Ik zal deze motie enkel voor dit jaar (2023) uitvoeren, door de regeling zodanig aan
te passen dat in 2023 bij consumptieaardappelen de eerste stap van de korting (5 kg
stikstof/ha in het daaropvolgende jaar), die geldt bij inzaai van een vanggewas in
de periode 2 oktober tot en met 14 oktober, niet zal worden toegepast. De twee volgende
stappen in de korting zullen wel blijven gelden, indien er uiterlijk op 14 oktober
geen vanggewas is ingezaaid.
De maatregel ter stimulering van vanggewassen heeft als doel om de tijdige inzaai
van vanggewassen op zand- en lössgrond aan te moedigen, omdat hiermee de uitspoeling
van stikstof wordt verminderd. Ik besef terdege dat de sector moeite heeft met het
inpassen van deze maatregel in het toch al brede pakket aan maatregelen dat op boeren
afkomt. Maar vanwege de opgave die Nederland heeft om de waterkwaliteit te verbeteren,
zeker in de zand- en lössgebieden, zijn er maatregelen nodig. Ik zal op korte termijn
met de consumptieaardappelsector in overleg gaan overdoor de sector aan te dragen
voorstellen die eenzelfde effect op de waterkwaliteit hebben, ten behoeve van volgend
jaar en richting het 8e actieprogramma nitraatrichtlijn.

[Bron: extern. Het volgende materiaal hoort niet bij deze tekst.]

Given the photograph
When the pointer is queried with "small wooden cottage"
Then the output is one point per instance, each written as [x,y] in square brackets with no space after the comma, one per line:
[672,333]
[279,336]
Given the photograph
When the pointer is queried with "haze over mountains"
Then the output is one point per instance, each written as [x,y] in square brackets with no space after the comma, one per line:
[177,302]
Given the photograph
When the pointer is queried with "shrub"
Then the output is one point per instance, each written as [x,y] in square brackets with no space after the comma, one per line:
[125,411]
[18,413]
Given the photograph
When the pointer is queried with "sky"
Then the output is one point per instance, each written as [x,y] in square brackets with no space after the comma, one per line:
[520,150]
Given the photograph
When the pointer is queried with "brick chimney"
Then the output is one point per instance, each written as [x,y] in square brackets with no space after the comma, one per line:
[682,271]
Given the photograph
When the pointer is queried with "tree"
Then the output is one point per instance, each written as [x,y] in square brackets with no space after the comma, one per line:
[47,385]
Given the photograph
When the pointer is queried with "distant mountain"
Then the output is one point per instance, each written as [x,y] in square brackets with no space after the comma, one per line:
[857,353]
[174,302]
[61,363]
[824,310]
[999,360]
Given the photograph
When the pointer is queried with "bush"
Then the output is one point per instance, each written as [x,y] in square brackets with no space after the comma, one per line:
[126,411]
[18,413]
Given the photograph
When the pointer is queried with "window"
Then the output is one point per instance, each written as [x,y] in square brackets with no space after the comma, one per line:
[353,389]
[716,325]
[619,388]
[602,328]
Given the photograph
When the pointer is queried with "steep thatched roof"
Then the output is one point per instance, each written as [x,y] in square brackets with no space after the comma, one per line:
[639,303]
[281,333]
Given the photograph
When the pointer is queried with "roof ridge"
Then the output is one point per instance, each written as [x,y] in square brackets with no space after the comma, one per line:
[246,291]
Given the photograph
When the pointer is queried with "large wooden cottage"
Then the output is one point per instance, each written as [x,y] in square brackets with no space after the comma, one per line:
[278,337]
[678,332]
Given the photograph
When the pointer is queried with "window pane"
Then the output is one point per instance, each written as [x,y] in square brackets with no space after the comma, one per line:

Daarmee geef ik ook invulling
aan de aangenomen motie Grinwis c.s. (Kamerstuk 33 037, nr. 512). Indien dit niet leidt tot een alternatief dat voldoende positief effect heeft op
de waterkwaliteit, zal in 2024 ook voor consumptieaardappelen de stimuleringsmaatregel
vanaf 1 oktober blijven gelden.
Met deze brief voldoe ik tevens aan het verzoek zoals gedaan in het ordedebat van
26 september jl. (Handelingen II 2023/24, nr. 4, item 26).